Ceny ropy na giełdzie paliw w USA są pod presją. Surowiec nadal tanieje - od początku tygodnia to już ponad 6 procent w dół. Rosną amerykańskie zapasy paliw, a to nie napawa rynkowych graczy optymizmem. Na dodatek prezydent USA może nie podpisać ustawy o stymulowaniu gospodarki - informują maklerzy.
Baryłka ropy West Texas Intermediate w dostawach na II na giełdzie paliw NYMEX w Nowym Jorku jest wyceniana po 46,32 USD, niżej o 1,47 proc. Ropa Brent w dostawach na II na giełdzie paliw ICE Futures Europe w Londynie kosztuje 49,33 USD za baryłkę, niżej o 1,50 proc.
Amerykański Instytut Paliw (API) podał w cotygodniowym raporcie, że zapasy ropy w USA wzrosły w ub. tygodniu o 2,7 mln baryłek. To już drugi tydzień ze zwyżką zapasów ropy - w ciągu ostatnich 3 tygodni.
W środę oficjalne dane o zapasach ropy i jej produktów w USA poda amerykański Departament Energii (DoE).
Tymczasem prezydent USA Donald Trump zasugerował, że może nie podpisać ustawy o stymulowaniu gospodarki.
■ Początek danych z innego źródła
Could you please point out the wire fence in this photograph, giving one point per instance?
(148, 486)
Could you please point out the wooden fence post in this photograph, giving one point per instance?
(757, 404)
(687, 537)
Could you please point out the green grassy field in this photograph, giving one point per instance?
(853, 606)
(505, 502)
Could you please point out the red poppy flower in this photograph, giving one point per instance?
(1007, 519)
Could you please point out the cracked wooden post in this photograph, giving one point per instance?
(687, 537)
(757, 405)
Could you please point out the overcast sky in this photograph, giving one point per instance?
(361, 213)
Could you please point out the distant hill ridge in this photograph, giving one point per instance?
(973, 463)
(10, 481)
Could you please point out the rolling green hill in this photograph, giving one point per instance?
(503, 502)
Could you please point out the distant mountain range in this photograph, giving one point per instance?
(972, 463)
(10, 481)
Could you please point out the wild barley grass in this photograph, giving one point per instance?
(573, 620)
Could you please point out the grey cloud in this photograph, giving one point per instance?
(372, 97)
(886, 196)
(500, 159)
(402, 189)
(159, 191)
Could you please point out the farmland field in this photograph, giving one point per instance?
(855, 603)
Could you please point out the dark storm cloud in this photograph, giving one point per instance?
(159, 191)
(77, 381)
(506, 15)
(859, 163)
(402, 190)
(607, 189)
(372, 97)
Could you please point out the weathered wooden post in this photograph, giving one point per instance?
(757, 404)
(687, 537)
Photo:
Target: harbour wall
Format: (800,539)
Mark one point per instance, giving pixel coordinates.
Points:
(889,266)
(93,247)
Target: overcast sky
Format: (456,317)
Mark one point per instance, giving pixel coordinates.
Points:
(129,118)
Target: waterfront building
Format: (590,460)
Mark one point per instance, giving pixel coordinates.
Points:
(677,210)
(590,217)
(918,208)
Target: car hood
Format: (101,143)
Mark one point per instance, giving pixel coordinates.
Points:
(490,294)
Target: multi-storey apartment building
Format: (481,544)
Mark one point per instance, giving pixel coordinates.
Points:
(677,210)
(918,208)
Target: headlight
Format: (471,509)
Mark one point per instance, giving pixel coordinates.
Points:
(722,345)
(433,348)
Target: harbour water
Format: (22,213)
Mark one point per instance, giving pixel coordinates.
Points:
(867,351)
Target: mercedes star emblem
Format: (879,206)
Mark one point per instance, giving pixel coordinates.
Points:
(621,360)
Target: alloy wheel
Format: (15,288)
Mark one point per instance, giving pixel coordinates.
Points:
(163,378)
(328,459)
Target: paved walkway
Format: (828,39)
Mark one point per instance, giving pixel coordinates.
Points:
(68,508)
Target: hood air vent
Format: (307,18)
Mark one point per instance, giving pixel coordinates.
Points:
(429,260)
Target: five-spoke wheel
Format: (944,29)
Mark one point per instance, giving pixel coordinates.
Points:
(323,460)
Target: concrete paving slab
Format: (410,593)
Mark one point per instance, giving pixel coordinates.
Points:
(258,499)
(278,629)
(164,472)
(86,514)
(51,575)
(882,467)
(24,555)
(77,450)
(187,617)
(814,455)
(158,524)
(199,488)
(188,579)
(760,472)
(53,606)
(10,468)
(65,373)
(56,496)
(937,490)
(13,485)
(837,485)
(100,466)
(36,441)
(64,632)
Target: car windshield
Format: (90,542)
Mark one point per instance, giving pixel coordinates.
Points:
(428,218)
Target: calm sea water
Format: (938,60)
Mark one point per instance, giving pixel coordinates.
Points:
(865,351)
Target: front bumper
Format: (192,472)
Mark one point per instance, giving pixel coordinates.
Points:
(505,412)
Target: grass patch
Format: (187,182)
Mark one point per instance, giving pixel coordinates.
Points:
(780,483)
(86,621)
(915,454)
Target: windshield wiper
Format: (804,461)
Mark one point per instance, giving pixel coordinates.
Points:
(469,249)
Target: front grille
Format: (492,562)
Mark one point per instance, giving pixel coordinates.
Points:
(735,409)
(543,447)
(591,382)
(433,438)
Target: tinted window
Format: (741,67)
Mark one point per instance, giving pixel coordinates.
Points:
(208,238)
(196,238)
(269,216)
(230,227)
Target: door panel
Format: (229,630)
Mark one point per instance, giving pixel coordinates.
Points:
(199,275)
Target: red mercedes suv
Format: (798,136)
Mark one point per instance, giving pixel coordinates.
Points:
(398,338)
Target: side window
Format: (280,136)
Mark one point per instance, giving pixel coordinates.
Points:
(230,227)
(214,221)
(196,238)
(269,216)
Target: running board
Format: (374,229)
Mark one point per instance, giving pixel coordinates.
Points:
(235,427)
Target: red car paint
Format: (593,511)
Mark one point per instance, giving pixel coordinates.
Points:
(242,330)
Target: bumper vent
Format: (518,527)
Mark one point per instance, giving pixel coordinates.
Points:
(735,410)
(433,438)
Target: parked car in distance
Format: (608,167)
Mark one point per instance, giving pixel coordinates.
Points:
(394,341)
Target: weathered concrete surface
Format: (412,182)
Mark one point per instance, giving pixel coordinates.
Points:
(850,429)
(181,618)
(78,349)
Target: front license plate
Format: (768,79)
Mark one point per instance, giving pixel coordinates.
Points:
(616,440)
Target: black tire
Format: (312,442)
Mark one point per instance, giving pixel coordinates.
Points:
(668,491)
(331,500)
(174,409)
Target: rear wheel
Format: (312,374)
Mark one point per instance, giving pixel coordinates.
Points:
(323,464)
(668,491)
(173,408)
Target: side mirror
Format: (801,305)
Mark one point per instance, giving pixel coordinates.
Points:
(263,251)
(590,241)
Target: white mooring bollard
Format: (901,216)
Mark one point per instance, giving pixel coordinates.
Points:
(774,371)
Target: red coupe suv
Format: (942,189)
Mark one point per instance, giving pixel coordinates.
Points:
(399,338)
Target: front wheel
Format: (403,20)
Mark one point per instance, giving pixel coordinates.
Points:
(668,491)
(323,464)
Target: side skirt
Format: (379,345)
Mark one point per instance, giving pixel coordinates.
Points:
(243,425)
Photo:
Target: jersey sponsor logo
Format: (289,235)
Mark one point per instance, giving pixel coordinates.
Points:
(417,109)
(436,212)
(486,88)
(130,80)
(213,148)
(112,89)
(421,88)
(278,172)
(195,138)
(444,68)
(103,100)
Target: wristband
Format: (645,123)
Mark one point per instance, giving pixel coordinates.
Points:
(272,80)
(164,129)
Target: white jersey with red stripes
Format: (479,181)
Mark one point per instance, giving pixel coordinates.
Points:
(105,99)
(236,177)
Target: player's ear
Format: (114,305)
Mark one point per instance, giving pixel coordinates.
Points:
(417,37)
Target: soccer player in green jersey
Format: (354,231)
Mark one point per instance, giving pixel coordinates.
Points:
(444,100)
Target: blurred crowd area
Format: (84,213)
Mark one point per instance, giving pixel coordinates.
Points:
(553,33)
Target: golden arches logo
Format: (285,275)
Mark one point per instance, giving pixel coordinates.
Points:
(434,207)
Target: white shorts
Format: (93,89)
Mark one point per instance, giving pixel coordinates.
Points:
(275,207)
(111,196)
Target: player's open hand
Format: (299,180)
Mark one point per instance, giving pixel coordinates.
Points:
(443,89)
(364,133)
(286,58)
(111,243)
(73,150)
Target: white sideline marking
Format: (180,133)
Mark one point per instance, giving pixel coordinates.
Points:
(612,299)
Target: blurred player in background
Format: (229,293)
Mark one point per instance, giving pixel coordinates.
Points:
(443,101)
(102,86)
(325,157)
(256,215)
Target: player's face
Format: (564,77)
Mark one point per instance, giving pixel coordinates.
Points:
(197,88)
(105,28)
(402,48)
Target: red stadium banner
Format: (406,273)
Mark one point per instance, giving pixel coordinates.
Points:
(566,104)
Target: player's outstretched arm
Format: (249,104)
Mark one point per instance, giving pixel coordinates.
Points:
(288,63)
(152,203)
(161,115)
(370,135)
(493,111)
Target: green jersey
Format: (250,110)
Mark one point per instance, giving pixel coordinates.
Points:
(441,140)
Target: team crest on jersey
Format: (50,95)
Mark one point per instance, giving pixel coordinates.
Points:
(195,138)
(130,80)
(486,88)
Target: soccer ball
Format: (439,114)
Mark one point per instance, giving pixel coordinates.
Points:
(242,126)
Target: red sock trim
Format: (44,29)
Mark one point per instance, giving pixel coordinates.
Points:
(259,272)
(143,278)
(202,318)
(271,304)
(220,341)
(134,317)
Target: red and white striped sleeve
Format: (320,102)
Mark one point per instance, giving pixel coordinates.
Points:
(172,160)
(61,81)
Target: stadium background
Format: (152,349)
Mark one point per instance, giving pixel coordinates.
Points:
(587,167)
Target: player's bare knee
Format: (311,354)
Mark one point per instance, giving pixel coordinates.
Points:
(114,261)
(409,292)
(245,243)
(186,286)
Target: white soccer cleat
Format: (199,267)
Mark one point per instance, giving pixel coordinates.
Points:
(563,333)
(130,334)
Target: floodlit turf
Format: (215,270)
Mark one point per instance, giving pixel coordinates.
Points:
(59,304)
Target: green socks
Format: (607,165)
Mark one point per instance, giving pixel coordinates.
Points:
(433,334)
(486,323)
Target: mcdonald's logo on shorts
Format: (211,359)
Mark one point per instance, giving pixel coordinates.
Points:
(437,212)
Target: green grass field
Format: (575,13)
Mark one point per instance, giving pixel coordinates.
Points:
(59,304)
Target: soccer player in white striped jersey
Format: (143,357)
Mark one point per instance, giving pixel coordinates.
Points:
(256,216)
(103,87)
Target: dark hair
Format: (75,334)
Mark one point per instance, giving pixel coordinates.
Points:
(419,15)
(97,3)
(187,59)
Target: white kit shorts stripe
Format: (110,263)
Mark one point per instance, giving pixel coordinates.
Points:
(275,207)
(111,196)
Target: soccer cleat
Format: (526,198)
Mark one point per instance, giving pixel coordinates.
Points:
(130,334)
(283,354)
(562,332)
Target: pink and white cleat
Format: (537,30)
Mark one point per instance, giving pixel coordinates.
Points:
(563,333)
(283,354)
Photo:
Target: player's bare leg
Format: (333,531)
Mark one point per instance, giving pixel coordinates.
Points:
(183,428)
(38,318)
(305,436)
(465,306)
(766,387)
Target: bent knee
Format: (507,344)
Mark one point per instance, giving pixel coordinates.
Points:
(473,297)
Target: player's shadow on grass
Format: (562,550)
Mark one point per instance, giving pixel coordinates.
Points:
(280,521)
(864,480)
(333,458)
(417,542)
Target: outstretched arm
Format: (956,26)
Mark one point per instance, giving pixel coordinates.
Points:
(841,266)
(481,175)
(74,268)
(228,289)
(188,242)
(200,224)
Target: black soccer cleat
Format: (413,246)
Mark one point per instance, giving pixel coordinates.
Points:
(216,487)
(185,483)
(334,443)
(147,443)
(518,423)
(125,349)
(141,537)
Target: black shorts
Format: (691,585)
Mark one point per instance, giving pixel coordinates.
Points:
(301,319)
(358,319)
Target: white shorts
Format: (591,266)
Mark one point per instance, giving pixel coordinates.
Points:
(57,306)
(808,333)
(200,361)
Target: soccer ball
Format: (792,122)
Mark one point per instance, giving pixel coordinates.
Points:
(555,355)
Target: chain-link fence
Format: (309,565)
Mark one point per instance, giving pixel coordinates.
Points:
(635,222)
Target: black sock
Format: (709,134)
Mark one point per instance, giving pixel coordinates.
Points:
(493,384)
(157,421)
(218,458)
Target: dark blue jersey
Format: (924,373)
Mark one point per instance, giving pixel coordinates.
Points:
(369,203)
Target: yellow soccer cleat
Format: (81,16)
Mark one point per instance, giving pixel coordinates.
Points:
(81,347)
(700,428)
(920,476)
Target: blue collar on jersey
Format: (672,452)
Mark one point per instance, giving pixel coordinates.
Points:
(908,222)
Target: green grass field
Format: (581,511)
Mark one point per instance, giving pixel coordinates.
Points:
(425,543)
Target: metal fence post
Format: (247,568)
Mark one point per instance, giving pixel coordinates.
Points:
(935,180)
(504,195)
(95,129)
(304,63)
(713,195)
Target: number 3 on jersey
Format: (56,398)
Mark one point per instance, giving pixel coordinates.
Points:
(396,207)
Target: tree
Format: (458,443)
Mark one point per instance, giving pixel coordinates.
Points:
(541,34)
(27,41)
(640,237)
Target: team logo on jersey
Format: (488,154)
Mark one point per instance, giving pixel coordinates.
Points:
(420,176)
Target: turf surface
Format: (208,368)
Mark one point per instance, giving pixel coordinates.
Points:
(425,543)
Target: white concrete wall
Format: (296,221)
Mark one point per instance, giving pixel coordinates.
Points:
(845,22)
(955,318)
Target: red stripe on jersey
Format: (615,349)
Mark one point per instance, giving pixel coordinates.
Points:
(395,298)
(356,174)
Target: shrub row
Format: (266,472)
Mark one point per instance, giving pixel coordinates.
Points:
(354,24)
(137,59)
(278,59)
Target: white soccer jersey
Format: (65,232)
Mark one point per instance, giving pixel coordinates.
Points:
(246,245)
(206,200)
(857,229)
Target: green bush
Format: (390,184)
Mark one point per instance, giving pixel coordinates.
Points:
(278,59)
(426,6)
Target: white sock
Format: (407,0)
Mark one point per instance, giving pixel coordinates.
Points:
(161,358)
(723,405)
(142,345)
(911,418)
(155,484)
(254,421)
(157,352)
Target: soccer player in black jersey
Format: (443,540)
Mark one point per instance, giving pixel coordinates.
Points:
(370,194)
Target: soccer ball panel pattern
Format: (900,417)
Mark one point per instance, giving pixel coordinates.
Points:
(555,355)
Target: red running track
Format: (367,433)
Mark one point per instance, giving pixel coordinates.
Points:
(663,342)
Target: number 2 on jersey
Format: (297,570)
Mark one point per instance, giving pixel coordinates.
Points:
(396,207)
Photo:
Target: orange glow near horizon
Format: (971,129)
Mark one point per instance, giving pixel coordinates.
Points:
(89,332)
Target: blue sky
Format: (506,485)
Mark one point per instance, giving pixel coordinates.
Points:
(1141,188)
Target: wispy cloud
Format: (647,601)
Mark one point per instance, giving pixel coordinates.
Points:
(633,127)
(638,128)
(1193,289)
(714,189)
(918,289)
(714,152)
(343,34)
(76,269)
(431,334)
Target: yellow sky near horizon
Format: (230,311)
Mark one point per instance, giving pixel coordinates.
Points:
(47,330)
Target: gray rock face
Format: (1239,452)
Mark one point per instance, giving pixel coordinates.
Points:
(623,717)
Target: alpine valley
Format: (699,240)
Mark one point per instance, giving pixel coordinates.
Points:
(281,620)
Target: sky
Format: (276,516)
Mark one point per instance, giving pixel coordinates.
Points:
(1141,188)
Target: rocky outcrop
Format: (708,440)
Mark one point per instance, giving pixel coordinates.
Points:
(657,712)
We wtorek prezydent Trump nazwał "hańbą" przyjęty przez Kongres pakiet stymulacyjny dla gospodarki o wartości 900 miliardów USD i wezwał do zwiększenia pomocy amerykańskim rodzinom.
Wzywam Kongres do zmiany tej ustawy i podwyższenia absurdalnie niskich 600 dolarów do 2.000 lub 4.000 dolarów dla par. Wzywam również Kongres do pozbycia się niepotrzebnych i kosztownych elementów tej ustawy - zaapelował Trump na Twitterze.
Do tego nowa odmiana koronawirusa jest już nie tylko w W.Brytanii, ale także w Stanach Zjednoczonych, a poza tym w Niemczech, Francji i Szwajcarii.
To może oznaczać wkrótce coraz więcej lockdownów w gospodarkach i zasady "zostań w domu", co wpłynęłoby negatywne na popyt na paliwa.
Prawdopodobnie będziemy mieć bardzo ponury I kwartał 2021 i to wpływa na perspektywy cen ropy - wskazuje Ed Mayo, starszy analityk Oanda Corp.